Bluetooth products are qualified through the Bluetooth Qualification Program. The specification supporting this programme lists rules for compliance, including interoperability with other Bluetooth devices from other manufacturers. Certified “Bluetooth-enable” devices must comply with this specification.

A Bluetooth system contains, in essence, a radio receiver, a link controller to connect the transreceiver to the link manager. The link manager interfaces with the application software, which talks to the host hardware layer. The antenna part performs RF-to-air interfacing in the transmit- and receive-operational phases.

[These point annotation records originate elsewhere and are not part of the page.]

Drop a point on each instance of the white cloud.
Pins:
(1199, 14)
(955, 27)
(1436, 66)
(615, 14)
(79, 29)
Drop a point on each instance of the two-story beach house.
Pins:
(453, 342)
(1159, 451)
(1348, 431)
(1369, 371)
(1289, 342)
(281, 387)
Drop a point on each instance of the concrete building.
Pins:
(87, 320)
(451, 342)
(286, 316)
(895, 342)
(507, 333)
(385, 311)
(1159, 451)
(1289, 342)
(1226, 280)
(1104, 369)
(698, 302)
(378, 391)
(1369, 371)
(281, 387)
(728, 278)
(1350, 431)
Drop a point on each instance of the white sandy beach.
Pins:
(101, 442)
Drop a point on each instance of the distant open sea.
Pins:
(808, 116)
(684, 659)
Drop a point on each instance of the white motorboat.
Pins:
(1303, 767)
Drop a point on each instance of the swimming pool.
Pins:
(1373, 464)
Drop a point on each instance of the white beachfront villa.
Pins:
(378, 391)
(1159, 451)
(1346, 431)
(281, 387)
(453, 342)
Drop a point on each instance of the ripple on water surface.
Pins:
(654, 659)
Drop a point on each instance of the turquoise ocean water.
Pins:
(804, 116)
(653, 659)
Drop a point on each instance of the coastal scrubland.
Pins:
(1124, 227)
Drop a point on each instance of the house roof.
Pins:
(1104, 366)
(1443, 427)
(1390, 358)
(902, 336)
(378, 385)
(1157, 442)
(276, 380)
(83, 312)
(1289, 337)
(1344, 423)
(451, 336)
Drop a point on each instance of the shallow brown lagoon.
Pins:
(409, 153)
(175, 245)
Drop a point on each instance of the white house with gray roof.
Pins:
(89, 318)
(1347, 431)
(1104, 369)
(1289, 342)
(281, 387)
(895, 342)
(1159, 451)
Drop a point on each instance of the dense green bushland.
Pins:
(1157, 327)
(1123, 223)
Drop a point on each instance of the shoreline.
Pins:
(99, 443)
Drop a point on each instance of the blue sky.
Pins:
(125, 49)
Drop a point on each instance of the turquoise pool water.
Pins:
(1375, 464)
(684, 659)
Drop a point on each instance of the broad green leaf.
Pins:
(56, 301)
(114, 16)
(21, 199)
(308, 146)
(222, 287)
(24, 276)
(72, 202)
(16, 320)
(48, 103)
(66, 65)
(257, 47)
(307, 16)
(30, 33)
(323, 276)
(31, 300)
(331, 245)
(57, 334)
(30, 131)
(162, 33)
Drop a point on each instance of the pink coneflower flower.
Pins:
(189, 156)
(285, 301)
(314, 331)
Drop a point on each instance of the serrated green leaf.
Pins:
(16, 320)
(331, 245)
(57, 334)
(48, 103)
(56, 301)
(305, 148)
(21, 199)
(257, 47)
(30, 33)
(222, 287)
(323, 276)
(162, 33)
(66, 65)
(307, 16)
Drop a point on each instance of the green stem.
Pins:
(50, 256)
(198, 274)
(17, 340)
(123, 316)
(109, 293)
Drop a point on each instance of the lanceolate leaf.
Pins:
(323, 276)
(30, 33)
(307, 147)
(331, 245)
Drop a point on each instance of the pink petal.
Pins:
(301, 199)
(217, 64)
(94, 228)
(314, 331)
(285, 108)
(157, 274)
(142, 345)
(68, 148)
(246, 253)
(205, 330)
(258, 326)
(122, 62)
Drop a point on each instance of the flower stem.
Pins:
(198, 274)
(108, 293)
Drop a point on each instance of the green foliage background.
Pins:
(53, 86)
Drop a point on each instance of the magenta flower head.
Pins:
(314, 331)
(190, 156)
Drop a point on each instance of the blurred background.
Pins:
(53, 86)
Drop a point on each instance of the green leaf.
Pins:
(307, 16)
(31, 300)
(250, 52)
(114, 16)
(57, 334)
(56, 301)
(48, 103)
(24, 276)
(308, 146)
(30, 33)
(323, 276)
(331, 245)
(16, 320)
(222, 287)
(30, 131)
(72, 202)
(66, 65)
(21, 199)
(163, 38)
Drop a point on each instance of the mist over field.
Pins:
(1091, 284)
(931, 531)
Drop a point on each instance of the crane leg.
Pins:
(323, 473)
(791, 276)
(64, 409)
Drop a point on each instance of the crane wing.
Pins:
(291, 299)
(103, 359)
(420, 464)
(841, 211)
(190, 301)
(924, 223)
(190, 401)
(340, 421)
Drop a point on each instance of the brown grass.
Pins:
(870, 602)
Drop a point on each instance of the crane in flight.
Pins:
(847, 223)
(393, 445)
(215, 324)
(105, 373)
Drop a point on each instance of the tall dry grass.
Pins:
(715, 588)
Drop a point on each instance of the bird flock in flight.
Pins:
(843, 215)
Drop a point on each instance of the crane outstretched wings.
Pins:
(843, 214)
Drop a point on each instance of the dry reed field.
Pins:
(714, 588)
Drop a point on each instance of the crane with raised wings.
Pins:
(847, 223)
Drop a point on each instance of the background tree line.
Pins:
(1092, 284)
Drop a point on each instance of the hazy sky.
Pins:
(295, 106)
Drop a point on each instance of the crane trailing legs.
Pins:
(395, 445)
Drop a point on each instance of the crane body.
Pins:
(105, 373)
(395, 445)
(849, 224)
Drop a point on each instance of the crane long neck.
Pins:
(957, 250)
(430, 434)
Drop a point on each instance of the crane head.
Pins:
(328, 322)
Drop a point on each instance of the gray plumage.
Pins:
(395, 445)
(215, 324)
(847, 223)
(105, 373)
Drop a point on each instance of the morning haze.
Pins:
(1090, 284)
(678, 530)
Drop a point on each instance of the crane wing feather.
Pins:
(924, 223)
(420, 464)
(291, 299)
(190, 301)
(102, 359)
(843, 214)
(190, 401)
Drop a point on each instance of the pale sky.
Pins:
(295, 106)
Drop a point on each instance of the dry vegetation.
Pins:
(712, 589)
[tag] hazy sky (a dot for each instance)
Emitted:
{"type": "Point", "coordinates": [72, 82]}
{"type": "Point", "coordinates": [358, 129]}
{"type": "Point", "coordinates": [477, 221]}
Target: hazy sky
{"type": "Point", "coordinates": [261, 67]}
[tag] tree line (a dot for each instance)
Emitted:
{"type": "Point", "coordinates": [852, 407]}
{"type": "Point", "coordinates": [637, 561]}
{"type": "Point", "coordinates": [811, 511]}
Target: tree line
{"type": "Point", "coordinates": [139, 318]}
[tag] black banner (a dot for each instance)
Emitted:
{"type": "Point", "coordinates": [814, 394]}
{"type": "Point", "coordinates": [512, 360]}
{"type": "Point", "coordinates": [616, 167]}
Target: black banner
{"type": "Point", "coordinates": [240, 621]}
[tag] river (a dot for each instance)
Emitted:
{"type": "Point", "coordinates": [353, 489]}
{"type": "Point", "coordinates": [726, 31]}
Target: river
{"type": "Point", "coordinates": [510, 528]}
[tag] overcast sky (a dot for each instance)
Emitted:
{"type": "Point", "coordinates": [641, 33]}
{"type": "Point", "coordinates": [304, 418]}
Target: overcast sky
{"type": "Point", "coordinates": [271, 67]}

Original equipment manufacturers (OEMs) can choose between a Bluetooth solution with the antenna incorporated in the package or with an antenna tailormade and located externally to the unit. In the integrated module the embedded antenna eliminates requirements for tuning and the need for an additional connection on the printed circuit board (PCB).

It is observed that a Bluetooth enabled device (such as PCMCIA devices) may be prone to ineffective radiation from the external antennas as a result of improper implementation with the antenna too proximal to the grounded metal case. Hence, the antenna considerations in Bluetooth applications need a careful design and implementation strategies.